For proponents of ASEAN-led regionalism, this role is important not only as a public good, but also as one pathway to ensuring that ASEAN and Southeast Asian states remain in the driving seat of Asian regional cooperation: the foundation of the much-prized notion “ASEAN centrality.” Seen from this perspective, suspending North Korea would be a major loss for ASEAN. Indeed, though this is far from a mainstream view, some have even called for ASEAN to play an even stronger role on the engagement front in the North Korea issue. For instance, Surin Pitsuwan, who still remains actively engaged following the end of his tenure as ASEAN Secretary General, has called not for North Korea’s suspension from the ARF, but for ASEAN to instead use its convener role within the ARF as grounds for its inclusion in the six-party talks to have a well-deserved seat at the table.

More specifically, it is difficult to conceive of exactly how suspending North Korea would work practically speaking. The ARF currently does not have an explicit expulsion provisions, and, like other ASEAN-led forums, it is geared more towards bringing more countries in at a reasonable pace rather than suddenly kicking existing ones out (with a case in point being the fact that calls for individual member states to be suspended from ASEAN, be it Myanmar in the past or Cambodia more recently, have not actually gone anywhere).

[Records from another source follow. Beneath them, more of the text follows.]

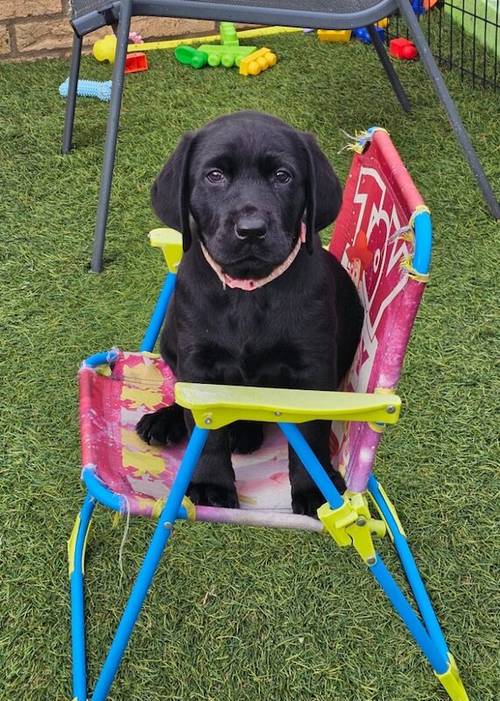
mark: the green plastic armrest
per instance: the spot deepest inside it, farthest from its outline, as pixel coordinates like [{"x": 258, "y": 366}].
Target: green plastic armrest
[
  {"x": 170, "y": 242},
  {"x": 214, "y": 406}
]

There could be a case made that North Korea is violating some parts of the rather vague “criteria for participation” for the ARF adopted back in July 1996,, which specifies that participants must “subscribe to and work cooperatively to help achieve the ARF’s key goals.” But that interpretation would have to be shared by other current members too in order to get the consensus required for suspension to occur, and that level of consensus does not appear to exist for now. The designated ASEAN chair for a given year can play somewhat of a role by putting the item on the agenda, but at least this year, the Philippines has been unwilling to do so. This will not be an easy decision for other ASEAN members as well, either because of their own ties to North Korea or their broader outlook towards regional multilateralism.

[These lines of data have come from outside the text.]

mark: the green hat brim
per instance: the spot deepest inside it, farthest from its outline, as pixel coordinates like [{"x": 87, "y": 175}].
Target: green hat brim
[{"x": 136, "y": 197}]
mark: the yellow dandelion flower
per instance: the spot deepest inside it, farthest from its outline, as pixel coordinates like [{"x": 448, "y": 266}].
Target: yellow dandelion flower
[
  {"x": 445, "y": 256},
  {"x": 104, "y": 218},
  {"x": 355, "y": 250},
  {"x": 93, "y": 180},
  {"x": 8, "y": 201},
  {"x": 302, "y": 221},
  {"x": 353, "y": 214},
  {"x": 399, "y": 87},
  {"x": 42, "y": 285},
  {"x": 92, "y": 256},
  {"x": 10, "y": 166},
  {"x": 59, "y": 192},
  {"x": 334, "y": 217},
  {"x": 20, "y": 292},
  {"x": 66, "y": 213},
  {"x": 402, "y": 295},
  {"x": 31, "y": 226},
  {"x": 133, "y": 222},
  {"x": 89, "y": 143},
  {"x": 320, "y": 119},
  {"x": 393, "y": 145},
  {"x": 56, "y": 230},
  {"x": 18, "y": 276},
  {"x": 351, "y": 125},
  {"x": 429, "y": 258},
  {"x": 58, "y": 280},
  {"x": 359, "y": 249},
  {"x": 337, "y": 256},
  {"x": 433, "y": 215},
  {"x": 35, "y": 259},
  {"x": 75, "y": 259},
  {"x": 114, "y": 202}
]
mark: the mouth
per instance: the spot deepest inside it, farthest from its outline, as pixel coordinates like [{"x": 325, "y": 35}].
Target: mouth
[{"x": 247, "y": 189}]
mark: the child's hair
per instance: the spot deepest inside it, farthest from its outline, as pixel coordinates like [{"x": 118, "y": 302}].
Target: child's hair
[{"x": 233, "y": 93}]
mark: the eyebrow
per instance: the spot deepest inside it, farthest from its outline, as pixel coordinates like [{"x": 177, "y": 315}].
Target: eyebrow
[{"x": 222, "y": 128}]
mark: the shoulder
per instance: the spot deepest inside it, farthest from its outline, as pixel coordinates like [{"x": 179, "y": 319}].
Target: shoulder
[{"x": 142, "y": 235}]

The same goes for the new “suspension measures or requirements or stipulations” that Thornton referred to in her remarks this week. As she along with other top U.S. Asia officials no doubt knows, some Asian states are still remain vehemently opposed to such coercive measures being included in diplomatic forums, particularly when they are seen as being U.S.-led. Indeed, the temptation for too many states will be, as one Southeast Asian diplomat put it to me, “to take the so-called long view” and hope that other forms of pressure on North Korea exerted by other states will be sufficient enough for Washington to soon ease up on this front. Meanwhile, the ARF and other ASEAN-led forums will continue to express their discontent through the typical ASEAN-like fashion: private conversations and relatively stronger statements.

This is the classic version of the collective action problem playing out in the real world. And it is bound to make any attempt at realizing this quite an uphill climb.